Au cours des dernières années, outre le contrôle systématique de ces ports autonomes, elle a aussi procédé à des enquêtes thématiques élargies aux ports d’intérêt national concédés par l’Etat (3) concernant l’organisation portuaire française, les équipements des ports de la façade atlantique, la gestion du domaine et des zones industrielles portuaires, les équipements et les aides accordées au trafic transmanche, le bilan de la réforme de la manutention, les comptes et la gestion de la Caisse nationale de garantie des ouvriers dockers (Cainagod) (4) .

Le présent rapport constitue à la fois un bilan des suites réservées aux observations de la Cour et une synthèse de ses travaux les plus récents (5) . Il a fait l’objet d’une contradiction approfondie avec les administrations et les organismes concernés. (6)

Après avoir analysé les objectifs et les moyens de la politique portuaire de l’Etat (1ère partie), la Cour examine la gestion économique et financière des ports autonomes (2ème partie) et celle du domaine de l’ensemble des établissements publics portuaires (3ème partie).

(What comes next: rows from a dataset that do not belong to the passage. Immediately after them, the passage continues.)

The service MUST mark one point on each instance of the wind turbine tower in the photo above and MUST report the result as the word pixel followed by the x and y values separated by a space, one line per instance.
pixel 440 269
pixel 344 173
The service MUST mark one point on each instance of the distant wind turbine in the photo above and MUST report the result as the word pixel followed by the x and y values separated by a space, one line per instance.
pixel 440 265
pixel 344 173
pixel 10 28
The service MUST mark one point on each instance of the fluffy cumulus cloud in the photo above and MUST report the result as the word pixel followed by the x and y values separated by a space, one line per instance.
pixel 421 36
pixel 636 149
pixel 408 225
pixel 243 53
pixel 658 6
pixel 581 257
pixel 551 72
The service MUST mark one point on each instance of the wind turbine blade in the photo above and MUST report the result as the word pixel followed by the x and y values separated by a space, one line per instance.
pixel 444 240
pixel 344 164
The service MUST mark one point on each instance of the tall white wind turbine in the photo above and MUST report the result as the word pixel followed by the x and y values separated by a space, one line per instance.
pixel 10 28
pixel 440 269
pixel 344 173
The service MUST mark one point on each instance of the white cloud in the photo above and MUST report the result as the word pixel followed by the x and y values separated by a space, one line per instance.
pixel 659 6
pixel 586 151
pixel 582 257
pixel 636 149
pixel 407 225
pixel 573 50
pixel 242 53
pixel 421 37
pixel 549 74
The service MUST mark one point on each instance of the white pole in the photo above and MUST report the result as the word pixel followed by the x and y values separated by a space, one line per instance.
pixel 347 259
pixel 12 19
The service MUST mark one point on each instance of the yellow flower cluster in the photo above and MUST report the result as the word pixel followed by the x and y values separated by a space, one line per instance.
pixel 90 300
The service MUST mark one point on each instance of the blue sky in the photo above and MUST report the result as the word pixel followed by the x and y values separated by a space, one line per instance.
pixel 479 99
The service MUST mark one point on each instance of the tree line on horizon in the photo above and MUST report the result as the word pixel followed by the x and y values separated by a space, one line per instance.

(1) Le chiffre d’affaires des ports autonomes, mesuré par la production élargie (productions vendue, immobilisée et stockée, et subventions) s’élève à 3,7 milliards de francs en 1997. Il a augmenté de 5,3 % en francs courants de 1990 à 1997.

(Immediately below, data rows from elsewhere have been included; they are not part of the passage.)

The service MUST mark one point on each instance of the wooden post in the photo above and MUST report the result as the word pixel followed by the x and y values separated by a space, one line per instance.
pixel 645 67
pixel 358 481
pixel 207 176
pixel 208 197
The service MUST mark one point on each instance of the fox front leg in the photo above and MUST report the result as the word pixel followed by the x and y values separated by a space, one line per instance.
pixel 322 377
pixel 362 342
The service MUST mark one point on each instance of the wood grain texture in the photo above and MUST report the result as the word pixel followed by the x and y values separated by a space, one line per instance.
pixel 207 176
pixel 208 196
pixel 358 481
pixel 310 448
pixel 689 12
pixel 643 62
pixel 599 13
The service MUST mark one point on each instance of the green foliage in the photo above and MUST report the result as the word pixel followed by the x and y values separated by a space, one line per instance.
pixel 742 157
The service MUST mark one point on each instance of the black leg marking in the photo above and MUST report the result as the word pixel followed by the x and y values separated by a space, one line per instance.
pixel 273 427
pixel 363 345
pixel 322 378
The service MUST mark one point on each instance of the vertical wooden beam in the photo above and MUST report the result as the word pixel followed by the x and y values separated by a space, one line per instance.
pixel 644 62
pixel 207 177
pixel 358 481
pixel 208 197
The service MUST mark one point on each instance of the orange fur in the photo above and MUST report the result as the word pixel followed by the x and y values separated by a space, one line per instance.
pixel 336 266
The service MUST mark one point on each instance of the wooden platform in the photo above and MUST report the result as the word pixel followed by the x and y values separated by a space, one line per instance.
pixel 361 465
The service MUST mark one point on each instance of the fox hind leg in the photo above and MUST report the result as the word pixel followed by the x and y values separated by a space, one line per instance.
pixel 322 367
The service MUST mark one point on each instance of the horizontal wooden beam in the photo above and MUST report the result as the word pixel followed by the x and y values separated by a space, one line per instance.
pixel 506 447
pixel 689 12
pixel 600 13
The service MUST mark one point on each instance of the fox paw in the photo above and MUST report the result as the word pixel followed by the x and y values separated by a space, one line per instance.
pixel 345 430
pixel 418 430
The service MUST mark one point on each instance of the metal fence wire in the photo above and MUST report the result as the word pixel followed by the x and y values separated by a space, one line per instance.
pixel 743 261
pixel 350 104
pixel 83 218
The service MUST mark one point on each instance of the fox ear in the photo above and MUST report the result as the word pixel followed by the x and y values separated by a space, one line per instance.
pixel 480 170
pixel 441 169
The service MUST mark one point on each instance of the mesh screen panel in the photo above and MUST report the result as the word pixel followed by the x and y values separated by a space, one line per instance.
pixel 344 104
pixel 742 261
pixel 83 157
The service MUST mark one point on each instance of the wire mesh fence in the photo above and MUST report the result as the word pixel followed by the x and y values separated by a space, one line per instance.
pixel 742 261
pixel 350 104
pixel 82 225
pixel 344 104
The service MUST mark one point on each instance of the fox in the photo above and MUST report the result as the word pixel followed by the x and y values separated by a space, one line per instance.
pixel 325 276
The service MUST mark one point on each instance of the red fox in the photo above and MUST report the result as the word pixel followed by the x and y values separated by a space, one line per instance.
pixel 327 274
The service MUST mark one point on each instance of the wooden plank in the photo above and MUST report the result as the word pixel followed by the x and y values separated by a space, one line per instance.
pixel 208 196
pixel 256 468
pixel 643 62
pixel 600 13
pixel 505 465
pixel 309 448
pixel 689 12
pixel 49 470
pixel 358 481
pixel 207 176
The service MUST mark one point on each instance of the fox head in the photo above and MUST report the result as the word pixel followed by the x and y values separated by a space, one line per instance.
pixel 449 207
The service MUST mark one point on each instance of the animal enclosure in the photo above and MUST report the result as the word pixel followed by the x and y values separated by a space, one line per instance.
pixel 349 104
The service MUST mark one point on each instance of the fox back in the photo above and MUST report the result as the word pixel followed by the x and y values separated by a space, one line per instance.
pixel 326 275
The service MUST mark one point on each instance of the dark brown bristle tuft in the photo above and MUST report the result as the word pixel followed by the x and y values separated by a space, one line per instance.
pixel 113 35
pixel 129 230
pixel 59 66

(2) Dunkerque, Rouen, Le Havre, Nantes-Saint-Nazaire, Bordeaux, Marseille et La Guadeloupe.

(3) La liste des vingt-trois ports d’intérêt national a été fixée par un décret du 23 décembre 1983, pris en application de la loi de décentralisation du 25 juillet 1983 : Calais, Boulogne-sur-mer, Dieppe, Caen-Ouistreham, Cherbourg, Saint-Malo, Brest, Le Fret, Roscanvel (ces deux derniers, petits ports de pêche jouxtant une base militaire, sont exclus du champ du rapport), Concarneau, Lorient, La Rochelle-Pallice, Bayonne, Port-La-Nouvelle, Sète, Toulon, Nice-Villefranche, Bastia et Ajaccio en métropole ; et Fort-de-France en Martinique, Degrad-des-Cannes et Larivot en Guyane, Pointe-des-Galets à La Réunion et Saint-Pierre-et-Miquelon outre-mer.

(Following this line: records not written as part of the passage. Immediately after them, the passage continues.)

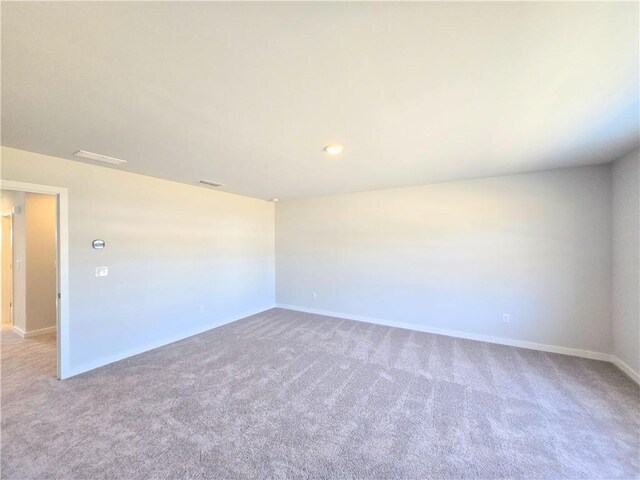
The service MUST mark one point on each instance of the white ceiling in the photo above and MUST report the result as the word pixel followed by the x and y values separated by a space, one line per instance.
pixel 247 94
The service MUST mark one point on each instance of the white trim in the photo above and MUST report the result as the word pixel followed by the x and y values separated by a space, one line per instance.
pixel 17 330
pixel 63 264
pixel 576 352
pixel 40 331
pixel 157 344
pixel 635 376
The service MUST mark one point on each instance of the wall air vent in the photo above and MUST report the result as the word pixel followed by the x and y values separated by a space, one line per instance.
pixel 210 183
pixel 99 158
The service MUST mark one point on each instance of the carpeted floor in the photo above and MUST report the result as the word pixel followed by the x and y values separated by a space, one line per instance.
pixel 286 394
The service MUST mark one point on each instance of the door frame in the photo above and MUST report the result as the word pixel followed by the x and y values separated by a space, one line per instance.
pixel 9 216
pixel 62 320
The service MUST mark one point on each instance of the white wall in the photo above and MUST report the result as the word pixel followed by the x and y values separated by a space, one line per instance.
pixel 626 261
pixel 181 259
pixel 456 256
pixel 19 263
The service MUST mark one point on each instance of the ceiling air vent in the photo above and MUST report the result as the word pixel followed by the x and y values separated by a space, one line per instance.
pixel 98 157
pixel 210 183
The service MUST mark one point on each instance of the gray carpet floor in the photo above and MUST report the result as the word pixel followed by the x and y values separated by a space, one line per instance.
pixel 286 394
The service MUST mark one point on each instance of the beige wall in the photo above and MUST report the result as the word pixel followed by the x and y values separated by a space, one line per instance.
pixel 41 291
pixel 182 259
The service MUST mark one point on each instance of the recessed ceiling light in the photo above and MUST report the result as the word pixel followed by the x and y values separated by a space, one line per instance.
pixel 99 158
pixel 210 183
pixel 334 149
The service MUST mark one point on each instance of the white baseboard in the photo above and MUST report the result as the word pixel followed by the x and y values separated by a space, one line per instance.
pixel 33 333
pixel 576 352
pixel 76 370
pixel 635 376
pixel 17 330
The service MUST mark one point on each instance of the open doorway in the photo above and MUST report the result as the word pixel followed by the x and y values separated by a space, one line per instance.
pixel 34 271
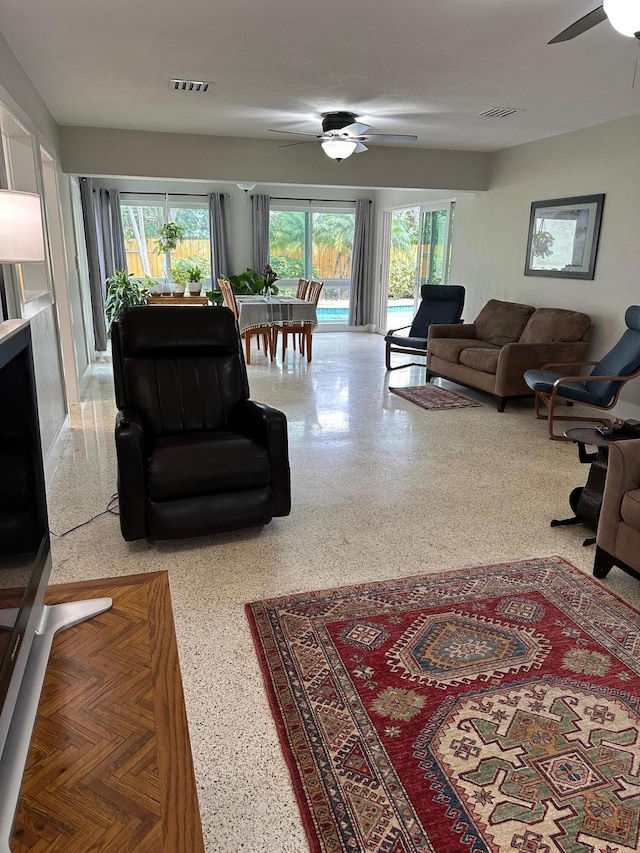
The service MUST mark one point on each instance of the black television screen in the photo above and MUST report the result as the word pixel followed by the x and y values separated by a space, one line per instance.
pixel 27 625
pixel 24 534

(4) Les enquêtes n’ont pas concerné les ports fluviaux et de plaisance, non plus que les ports des territoires d’outre-mer (ports autonomes de Nouméa et de Papeete) et les ports maritimes départementaux décentralisés en 1983, au nombre d’environ 300.

(5) Qui exclut les entreprises publiques de transport maritime (Compagnie générale maritime avant 1996 et Société nationale maritime Corse-Méditerranée) aussi bien que les observations des chambres régionales des comptes sur les dépenses portuaires des collectivités territoriales.

(6) Dont les réponses sont publiées à la suite du présent rapport.